You can't hand-maintain instructions for every business the agent will encounter. And even if you could, those instructions go stale. The phone number that worked last month might route to a different department today.
The Insight
The full conversation log is right there. It contains what happened, which approaches failed, which ones worked, the contact channel that finally got through, the reference number the business assigned, the strategy that landed the outcome.
What if a specialised agent reviewed that log after each case? Not fine-tuning. Not RLHF. Just a structured post-mortem that extracts the useful parts, stores them, and makes them searchable for future cases.
The Data Flywheel
When a case completes, a background task kicks off the post-mortem agent. It reads the conversation history, generates a structured document, and stores it with an embedding for hybrid search. No human decides whether a case is "worth learning from." Every completed case, successful or not, generates a knowledge document. The feedback loop is automatic.
The next time an agent handles a similar case, it searches the knowledge base as its first research action and gets the learnings from every previous case.
The Post-Mortem
The post-mortem agent is deliberately simple. It uses a reasoning model with extended thinking, so it can work through the full conversation before committing to an output. The schema captures:
- Business name and industry
- Issue type, summary, and outcome
- Whether the outcome was a success or failure
- A step-by-step log of actions taken, including URLs and contact details used
- What information the agent needed from the user to proceed
The instructions are strict about what the post-mortem agent can and can't do.
- Only use what's in the conversation log. Don't invent or infer anything.
- Log the steps exactly as they happened, including URLs and contact details used.
- Redact all PII.
No hallucination. No embellishment. No PII. The post-mortem agent is a disciplined transcriber, not a creative writer.
Here's what a stored knowledge document looks like after a successful Telstra bill negotiation.
{
"business": "Telstra",
"industry": "Telecommunications",
"issueType": "Bill Negotiation",
"issue": "Monthly plan charge increased by $15 after contract period ended",
"outcome": "Negotiated $10/month discount for 12 months via live chat",
"outcomeType": "Success",
"logs": [
"Searched web for Telstra contact options",
"Attempted contact via web form at telstra.com.au/contact-us - no response after 48 hours",
"Contacted Telstra via live chat at telstra.com.au/contact-us/chat",
"Representative offered $5/month discount, declined",
"Escalated to retention team, negotiated $10/month discount for 12 months",
"Confirmation email received with reference number"
],
"requiredInformation": [
"Account number",
"Account holder name",
"Current plan name and monthly charge",
"Date contract period ended"
]
}
Now when the next Telstra bill negotiation arrives, the agent's first research action is to search the knowledge base.

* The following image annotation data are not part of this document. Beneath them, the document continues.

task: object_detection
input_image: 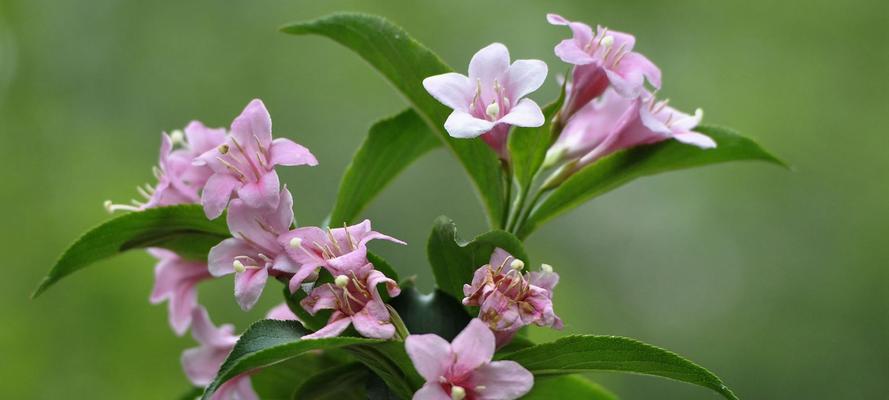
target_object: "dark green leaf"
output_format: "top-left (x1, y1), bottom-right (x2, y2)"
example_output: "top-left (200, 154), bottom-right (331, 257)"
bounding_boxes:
top-left (503, 335), bottom-right (737, 400)
top-left (518, 127), bottom-right (785, 238)
top-left (508, 86), bottom-right (565, 192)
top-left (389, 286), bottom-right (472, 341)
top-left (347, 341), bottom-right (423, 399)
top-left (426, 216), bottom-right (530, 299)
top-left (330, 109), bottom-right (441, 227)
top-left (522, 375), bottom-right (617, 400)
top-left (292, 363), bottom-right (371, 400)
top-left (203, 320), bottom-right (380, 399)
top-left (282, 13), bottom-right (505, 226)
top-left (33, 205), bottom-right (230, 297)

- Before doing anything else, search the knowledge base.
- Prioritise contact channels from the knowledge base.
The agent searches "telstra bill negotiation" and immediately learns that live chat works, web forms don't, the retention team is where the real discounts happen, and it needs the account number and plan details before making contact.
Case #1 spent hours discovering this. Case #10 knows it before the first message.
The Guardrails
Past patterns are not current reality. The knowledge base shows what happened before, not what's happening now. A past case might mention receiving an automated reply within 24 hours. That doesn't mean the current case has received one.

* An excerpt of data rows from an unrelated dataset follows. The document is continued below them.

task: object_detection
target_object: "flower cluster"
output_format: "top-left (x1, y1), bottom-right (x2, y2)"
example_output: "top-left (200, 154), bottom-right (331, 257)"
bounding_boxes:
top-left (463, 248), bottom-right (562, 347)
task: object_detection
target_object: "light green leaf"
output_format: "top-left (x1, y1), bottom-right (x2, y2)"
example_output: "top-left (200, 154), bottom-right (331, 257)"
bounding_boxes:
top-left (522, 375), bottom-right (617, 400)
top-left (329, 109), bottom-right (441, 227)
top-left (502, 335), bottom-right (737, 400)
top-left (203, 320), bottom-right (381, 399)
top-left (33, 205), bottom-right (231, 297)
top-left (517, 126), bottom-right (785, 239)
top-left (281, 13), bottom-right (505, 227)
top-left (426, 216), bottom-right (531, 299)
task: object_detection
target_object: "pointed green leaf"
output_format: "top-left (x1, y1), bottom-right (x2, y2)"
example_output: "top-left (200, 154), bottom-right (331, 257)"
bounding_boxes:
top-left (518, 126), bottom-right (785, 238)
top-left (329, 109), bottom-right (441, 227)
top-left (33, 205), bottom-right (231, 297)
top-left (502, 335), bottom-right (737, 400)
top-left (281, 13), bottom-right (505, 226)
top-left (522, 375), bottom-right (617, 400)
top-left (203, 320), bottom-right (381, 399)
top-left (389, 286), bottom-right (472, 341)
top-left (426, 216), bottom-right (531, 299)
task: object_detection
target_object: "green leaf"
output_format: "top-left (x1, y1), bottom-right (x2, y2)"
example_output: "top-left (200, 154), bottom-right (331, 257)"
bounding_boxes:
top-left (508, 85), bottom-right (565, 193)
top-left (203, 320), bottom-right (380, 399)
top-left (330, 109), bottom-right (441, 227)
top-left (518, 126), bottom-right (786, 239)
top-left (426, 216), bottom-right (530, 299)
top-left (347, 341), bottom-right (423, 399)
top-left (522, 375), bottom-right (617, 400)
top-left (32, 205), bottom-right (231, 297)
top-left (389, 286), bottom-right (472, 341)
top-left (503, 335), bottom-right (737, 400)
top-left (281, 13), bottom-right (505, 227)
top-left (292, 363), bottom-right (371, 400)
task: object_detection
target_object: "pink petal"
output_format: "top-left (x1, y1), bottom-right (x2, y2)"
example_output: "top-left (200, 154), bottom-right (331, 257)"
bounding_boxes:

- Past cases show what happened before, not what's happening now.
- Only tool outputs from the current conversation confirm current reality.
Without this guardrail, the agent would hallucinate outcomes based on historical patterns. "In the last case, Telstra replied within 24 hours, so they must have replied by now." That's confabulation, not reasoning.
PII redaction at extraction time. Names, account numbers, and contact details get stripped when the knowledge document is generated, with fallback checks for anything the redaction misses.
A consistent schema makes documents comparable. Every knowledge document conforms to the same schema, so you can search across them, diff them, and aggregate them.
Human in the Loop
The agent-generated post-mortems aren't the final word. Knowledge documents have a notes field where humans can add context, correct mistakes, or fill gaps the agent missed.
When a future agent retrieves a document, it gets both the auto-generated content and any human notes. They're indexed together and surfaced together.
Fully autonomous self-improvement sounds appealing, but the agent doesn't always get it right. It might hallucinate an outcome, marking a case as resolved when it wasn't. Something might happen outside the case, like the consumer calling the business directly or the business reaching out through a channel the agent doesn't monitor. Or something changes after the knowledge document was created, like a contact channel going offline. These are corrections the agent can't make on its own, because it can't see what it can't see.
The Tradeoffs
Garbage in, garbage out. Failed cases still generate knowledge documents. A strategy that wasted three days on a web form gets recorded alongside the strategy that worked. The outcomeType field helps future agents weigh the evidence ("Failure" means "don't do this"), but they still need to interpret it.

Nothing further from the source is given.